Hükmüne uyulan bozma kararında özetle; “Mahkemenin eksik inceleme ve araştırmaya ve çelişkili bilirkişi raporuna dayalı hüküm kurduğu, bu nedenle; mahkemece eski tarihli memleket haritası, hava fotoğrafları ve varsa amenajman planı, tesbit tutanağının düzenlendiği tarihten 15 veya 20 yıl önce çekilmiş hava fotoğrafları ile bu fotoğraflardan üretilmiş memleket haritası, topografik fotogrometri yöntemiyle düzenlenen kadastro haritaları, komşu parsellere ilişkin kadastro tesbit tutanak ve dayanakları, ….ada 3 nolu parselin dava dosyası ilgili yerlerden getirtildikten sonra önceki bilirkişiler dışında bir orman mühendis, bir ziraat mühendisi ve bir fen elemanı aracılığıyla yeniden yapılacak inceleme ve keşifte, çekişmeli taşınmaz ile birlikte çevre araziye de uygulanmak suretiyle taşınmazın öncesinin bu belgelerde ne şekilde nitelendirildiğinin belirlenmesi; 3116, 4785 ve 5658 sayılı kanunlar karşısındaki durumunun saptanması, toprak yapısı, bitki örtüsü ve çevresinin incelenmesi, çekişmeli taşınmazın miktarı ve konumuna göre 6831 sayılı Kanunun 17/2. maddesi gereğince orman içi açıklığı niteliğinde olup olmadığı, orman içi açıklıklarının zilyetlikle kazanılamayacağının gözetilmesi; zilyetlikle kazanılabilecek kültür arazisi olup olmadığı belirlenip, bu yolda rapor alınması; komşu parsellerin tutanak ve dayanaklarının uygulanması; bu taşınmazı sınır olarak nasıl nitelendirdiklerinin araştırılması; varsa, zilyetlik tanıklarının taşınmaz başında dinlenmesi; zilyetliğin ne zaman başladığı, kaç yıl, ne şekilde devam ettiği sorulup, kesin tarih ve olgulara dayalı, açık yanıtlar alınıp; tesbit tarihine kadar davalı yararına zilyetlikle kazanma koşullarının oluşup oluşmadığının belirlenmesi” gereğine değinilmiştir.

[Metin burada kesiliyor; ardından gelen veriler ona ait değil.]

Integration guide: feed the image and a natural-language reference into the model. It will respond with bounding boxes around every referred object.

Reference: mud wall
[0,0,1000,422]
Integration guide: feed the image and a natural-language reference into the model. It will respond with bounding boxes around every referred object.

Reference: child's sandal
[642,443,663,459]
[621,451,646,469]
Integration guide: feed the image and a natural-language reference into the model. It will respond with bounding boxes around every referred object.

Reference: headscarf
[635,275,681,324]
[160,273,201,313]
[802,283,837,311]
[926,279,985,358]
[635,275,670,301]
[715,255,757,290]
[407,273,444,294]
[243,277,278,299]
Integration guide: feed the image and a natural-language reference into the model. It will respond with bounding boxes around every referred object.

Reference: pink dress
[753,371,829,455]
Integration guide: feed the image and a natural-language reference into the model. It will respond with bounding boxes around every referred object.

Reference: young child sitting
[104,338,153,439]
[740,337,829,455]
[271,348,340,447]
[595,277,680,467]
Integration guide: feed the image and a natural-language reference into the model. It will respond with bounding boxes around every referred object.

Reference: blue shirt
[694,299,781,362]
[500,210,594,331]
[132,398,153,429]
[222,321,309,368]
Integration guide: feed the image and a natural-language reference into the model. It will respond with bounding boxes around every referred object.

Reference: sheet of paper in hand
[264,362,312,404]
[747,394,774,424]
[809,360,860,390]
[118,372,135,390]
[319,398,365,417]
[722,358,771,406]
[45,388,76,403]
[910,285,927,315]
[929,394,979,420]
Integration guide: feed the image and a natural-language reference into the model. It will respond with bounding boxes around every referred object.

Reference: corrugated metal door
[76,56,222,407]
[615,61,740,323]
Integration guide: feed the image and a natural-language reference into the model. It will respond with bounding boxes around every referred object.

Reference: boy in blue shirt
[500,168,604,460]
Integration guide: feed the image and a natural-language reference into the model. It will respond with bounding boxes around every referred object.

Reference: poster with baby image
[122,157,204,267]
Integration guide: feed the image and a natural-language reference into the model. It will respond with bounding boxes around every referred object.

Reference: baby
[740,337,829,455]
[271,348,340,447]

Mahkemece, bozma ilâmına uyularak yapılan yargılama sonucunda davanın kabulüne çekişmeli taşınmazın kadastro tesbitinin iptali ile yüzölçümü aynı kalmak koşuluyla orman vasfı ile Hazine adına tapuya kayıt ve tesciline karar verilmiş, hüküm davalı tarafından temyiz edilmiştir.
Dava dilekçesindeki açıklamaya göre dava, kadastro tesbitine itiraz niteliğindedir.
Çekişmeli taşınmazın bulunduğu yörede tesbit tarihinden önce yapılıp kesinleşen orman kadastrosu bulunmamaktadır.
Mahkemece, bozma kararına uyularak yapılan keşif ve alınan bilirkişi raporlarına göre çekişmeli taşınmazın köy yerleşim alanı içerisinde olduğu, komşu ….ada 6 ve 9 parsel sayılı taşınmazların tarla niteliği ile gerçek kişiler adına tesbitlerinin yapılıp kesinleştiği, ziraat bilirkişi raporuna göre taşınmazın %7-9 eğimli, içinde 1 adet 20-25 yaşlarında ceviz ağacı olan çayırlık niteliğinde olduğu, 40-50 yıl boyunca tarım arazisi olarak zilyetlik edildiğinin mahallî bilirkişiler tarafından beyan edildiği, orman bilirkişi raporunda da çekişmeli taşınmazın eski tarihli hava fotoğrafları ve memleket haritasına dayalı olarak yöntemine uygun biçimde yapılan inceleme ve araştırmada açık alanda kaldığı ve orman sayılmayan yerlerden olduğu belirlendiği, bitişiğindeki yolun da eski memleket haritasında mevcut olduğu, bu haliyle taşınmazın orman sayılmayan zilyetlikle kazanılabilecek yerlerden olduğu, zilyetlik süre ve koşullarının oluştuğu anlaşıldığından davanın reddine ve çekişmeli taşınmazın tesbit gibi tesciline karar verilmesi gerekirken, aksine düşüncelerle delillerin yanlış takdiri ile yazılı olduğu gibi hüküm kurulması usûl ve kanuna aykırıdır.
SONUÇ:Yukarıda açıklanan nedenlerle; davalı S.. B..’nın temyiz itirazlarının kabulü ile hükmün BOZULMASINA, temyiz harcının istek halinde iadesine 08/04/2014 günü oy birliği ile karar verildi.